He wanted to go to college, but he didn't have the money to go. He enrolled at the

lowest entry, which was the cheapest. In this position he had to serve the other

students by doing chores for them. He even ate the leftovers of their meals, but he

would do anything to get an opportunity to learn. Even when he was in college, he was

not outstanding and received no awards.

When the university shut down because of the plague (an illness where people caught

diseases and died suddenly), he went home and continued to study on his own. He had

a notebook with 140 blank pages and he began to fill them with notes as he read and

experimented about different things around him.

His childlike curiosity led him to make some very important discoveries when he became

a man.
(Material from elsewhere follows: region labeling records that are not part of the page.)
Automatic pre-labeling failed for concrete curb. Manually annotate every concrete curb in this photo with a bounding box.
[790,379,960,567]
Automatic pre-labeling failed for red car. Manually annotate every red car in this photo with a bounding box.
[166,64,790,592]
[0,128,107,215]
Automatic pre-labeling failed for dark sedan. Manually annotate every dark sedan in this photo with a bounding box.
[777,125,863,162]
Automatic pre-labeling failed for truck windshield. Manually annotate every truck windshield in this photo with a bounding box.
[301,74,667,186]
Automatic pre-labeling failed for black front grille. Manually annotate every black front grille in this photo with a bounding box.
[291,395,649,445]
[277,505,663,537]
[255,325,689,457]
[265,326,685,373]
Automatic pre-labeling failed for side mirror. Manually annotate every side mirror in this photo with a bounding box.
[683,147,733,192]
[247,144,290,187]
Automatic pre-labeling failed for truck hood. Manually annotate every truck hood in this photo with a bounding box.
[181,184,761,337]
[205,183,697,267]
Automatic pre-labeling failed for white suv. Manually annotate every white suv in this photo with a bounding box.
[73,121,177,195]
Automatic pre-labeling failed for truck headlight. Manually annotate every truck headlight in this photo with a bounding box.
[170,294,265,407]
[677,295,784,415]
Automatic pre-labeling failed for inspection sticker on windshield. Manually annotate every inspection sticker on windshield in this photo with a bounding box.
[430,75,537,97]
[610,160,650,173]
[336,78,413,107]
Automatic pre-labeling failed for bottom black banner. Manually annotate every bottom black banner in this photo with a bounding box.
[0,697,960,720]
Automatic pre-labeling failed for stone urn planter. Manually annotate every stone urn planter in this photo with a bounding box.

Within a period of a year and half he made three great discoveries.

One day when he was drinking tea in the garden, he saw an apple fall to the ground.

He started thinking about why it fell, and finally decided that the same force (called

gravity) which caused the apple to fall also kept the moon in the sky around the earth.

This same force called gravity, also kept the planets in the sky around the sun.

The apple incident led to his three basic laws of movement: An object in movement

stays in motion unless an external force stops it; an object moves in a straight line

unless some force makes it change direction; and for every action, there is an equal

and opposite reaction.

Isaac Newton is well known as one of the greatest scientists who ever lived.

:)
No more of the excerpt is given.